By: Ben Richardson | Updated: 2019-03-12 | Comments (5) | Related: > SQL Server 2017
Problem
In 2017, SQL Server introduced support for Python language which opened the door for creating machine learning models using SQL Server. The SQL Server machine learning services along with Python support can be used to create a model that is capable of prediction.
In this tip, we will examine a dataset that contains information about variance, skewness, curtosis, and entropy of 1372 bank currency notes. The bank currency notes have been divided into two categories: fake or real. The task is to create a machine learning model using SQL Server which is trained on the banknote dataset and is able to predict if an unknown bank currency note is real or fake.
Solution
In this article, we will see how to develop a machine learning model that is capable of detecting a fake currency note. To do so, we need to follow the steps below.
Installing SQL Server With Machine Learning Services
Before you can execute Python scripts and perform machine learning tasks on SQL Server, you need to download a SQL Server instance with machine learning services enabled. The article explains the process of installing SQL Server with machine learning services enabled.
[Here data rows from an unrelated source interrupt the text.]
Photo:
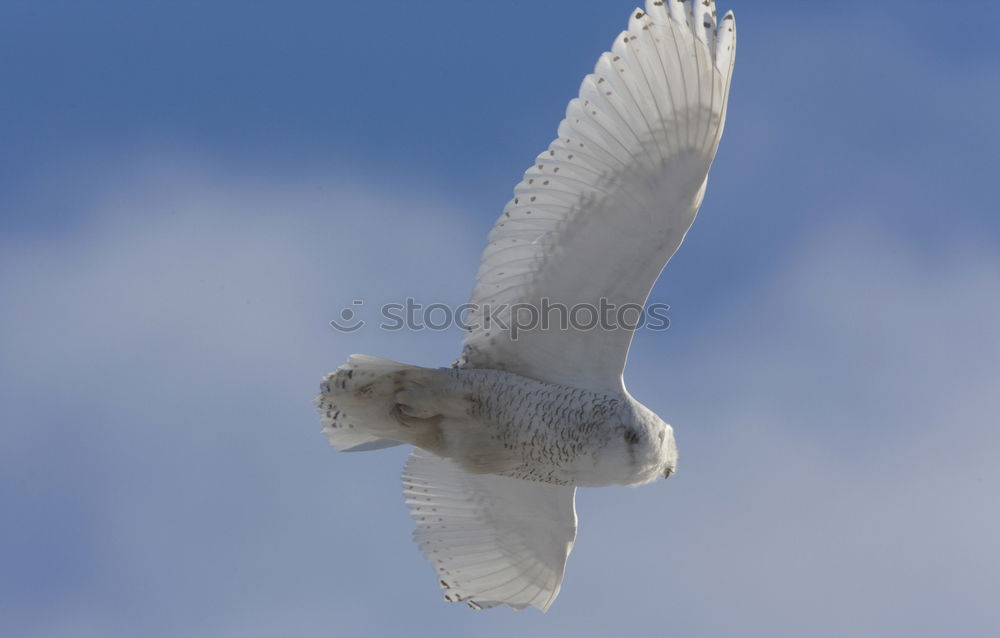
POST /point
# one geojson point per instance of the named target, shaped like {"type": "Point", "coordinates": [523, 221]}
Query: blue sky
{"type": "Point", "coordinates": [188, 193]}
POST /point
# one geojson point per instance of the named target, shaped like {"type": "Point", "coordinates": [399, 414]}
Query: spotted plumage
{"type": "Point", "coordinates": [504, 437]}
Enabling SQL Server Machine Learning Services
To enable the machine learning services, go to SQL Server Management Studio. If you have not already installed SQL Server Management Studio, you can download it from this link.
In the SQL Server Management Studio, open a new query window and type the following script:
EXEC sp_configure 'external scripts enabled', 1 RECONFIGURE WITH OVERRIDE
The script above enables execution of any external scripts in SQL Server. If the above script executes successfully, you should see the following message.
Configuration option 'external scripts enabled' changed from 0 to 1. Run the RECONFIGURE statement to install.
Before the Python scripts can be executed, we need to restart the SQL Server. To do so, open the SQL Server Configuration Manager from the windows start menu. From the options on the left, select "SQL Server Services". You will see list of all the SQL Server Instances, running on your system as shown below. Right click the SQL Server instance that you installed along with machine learning services and click "Restart".
Testing Python Scripts
Execute the following script:
EXEC sp_execute_external_script @language = N'Python', @script = N'print("Welcome to Python in SQL Server")' GO
You should see the following in the output
STDOUT message(s) from external script: Welcome to Python in SQL Server
Now you have everything that you need to execute machine learning services in SQL Server 2017.
Getting the Machine Learning Dataset
The dataset for the current problem can be downloaded from the UCI Machine Learning Repository. The dataset is originally in text format and you can download a CSV version from this GitHub Link. This dataset contains data that were extracted from images taken from genuine and forged banknote-like specimens. The dataset includes the following columns: variance, skewness, curtosis, entropy and class.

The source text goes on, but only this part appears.